Automatic Parallelism¶
Tasks at the same topological level run in parallel automatically. You don't mark anything as "parallel"; you just make sure they share the same set of upstream dependencies.
from molexp.workflow import workflow, TaskContext
wf = workflow(name="pipeline")
@wf.task
async def fetch(ctx: TaskContext) -> dict:
return {"data": load()}
@wf.task(depends_on=["fetch"])
async def parse(ctx: TaskContext) -> dict: ...
@wf.task(depends_on=["fetch"])
async def validate(ctx: TaskContext) -> dict: ...
@wf.task(depends_on=["parse", "validate"])
async def merge(ctx: TaskContext) -> dict: ...
parse and validate run concurrently once fetch finishes. merge waits for both. This is the idiomatic way to express "run these in parallel, then reduce".
Conditional Execution¶
Use a plain if inside a task. If a branch has no work, return a sentinel / None:
@wf.task(depends_on=["fetch"])
async def maybe_clean(ctx: TaskContext) -> dict:
if ctx.config.get("skip_cleaning", False):
return ctx.inputs
return clean(ctx.inputs)
For larger branch-specific pipelines, keep each branch as its own task and wire depends_on accordingly; skipped branches still schedule but can short-circuit cheaply from ctx.inputs.
Loops¶
Sequential repetition belongs inside a task (Python for / while is fine):
@wf.task
async def iterate(ctx: TaskContext) -> list[float]:
xs = ctx.inputs
for _ in range(ctx.config.get("iters", 10)):
xs = [x * 1.01 for x in xs]
return xs
Fan-Out Over a Runtime List¶
Use the parallel_map decorator when you need to fan out over a list produced by an upstream task:
from molexp.workflow import workflow, parallel_map, join, TaskContext
wf = workflow(name="fan-out")
@wf.task
async def scatter(ctx: TaskContext) -> list[int]:
return [1, 2, 3, 4]
@parallel_map(wf, fan_out_over="scatter")

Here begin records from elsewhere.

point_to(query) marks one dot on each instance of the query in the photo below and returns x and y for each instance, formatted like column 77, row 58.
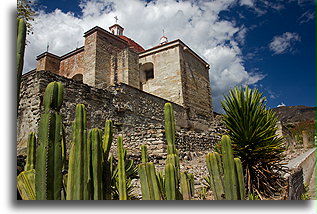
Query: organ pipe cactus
column 186, row 185
column 96, row 163
column 48, row 179
column 170, row 182
column 144, row 154
column 121, row 171
column 107, row 139
column 107, row 164
column 149, row 184
column 226, row 175
column 31, row 152
column 26, row 184
column 169, row 128
column 240, row 178
column 228, row 169
column 79, row 158
column 21, row 37
column 216, row 175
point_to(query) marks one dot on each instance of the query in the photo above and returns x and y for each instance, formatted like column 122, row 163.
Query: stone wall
column 72, row 63
column 196, row 83
column 137, row 115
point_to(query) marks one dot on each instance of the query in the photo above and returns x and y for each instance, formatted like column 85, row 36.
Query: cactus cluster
column 226, row 174
column 92, row 174
column 48, row 176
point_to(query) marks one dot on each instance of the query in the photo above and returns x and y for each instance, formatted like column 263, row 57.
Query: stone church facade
column 118, row 79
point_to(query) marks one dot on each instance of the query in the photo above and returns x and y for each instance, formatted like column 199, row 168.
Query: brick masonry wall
column 72, row 64
column 137, row 115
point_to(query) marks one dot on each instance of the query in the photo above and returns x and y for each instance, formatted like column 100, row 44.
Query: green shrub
column 252, row 129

async def process(ctx: TaskContext) -> int:
return ctx.inputs ** 2
@join(wf, depends_on=["process"], reducer="sum")
async def reduce(ctx: TaskContext) -> int:
return ctx.inputs
The decorators set per-task metadata (_parallel_map_config, _join_config) the runtime reads during scheduling. Use them when the fan-out count is only known at runtime; prefer plain depends_on when it's known at authoring time.
Pattern Selection¶
| Want | Use |
|---|---|
| Same-time concurrent tasks | same-level depends_on — no extra config |
| Conditional branch | plain Python if inside the task |
| Fixed-size fan-out | N tasks authored at build time with identical depends_on |
| Runtime-sized fan-out | @parallel_map(wf, fan_out_over=...) + @join(wf, reducer=...) |
| Long-running streaming processing | Actor (see task-and-actor.md) |
Explicit IR-level control-flow tasks (IfTask, ForTask, etc.) are not part of the current API and are not planned in the short term — the DAG shape + decorators cover the cases we've actually needed.
Runnable Example¶
examples/workflow/control_flow.py runs a diamond, a conditional branch driven by ctx.config, and a parallel_map + join fan-out.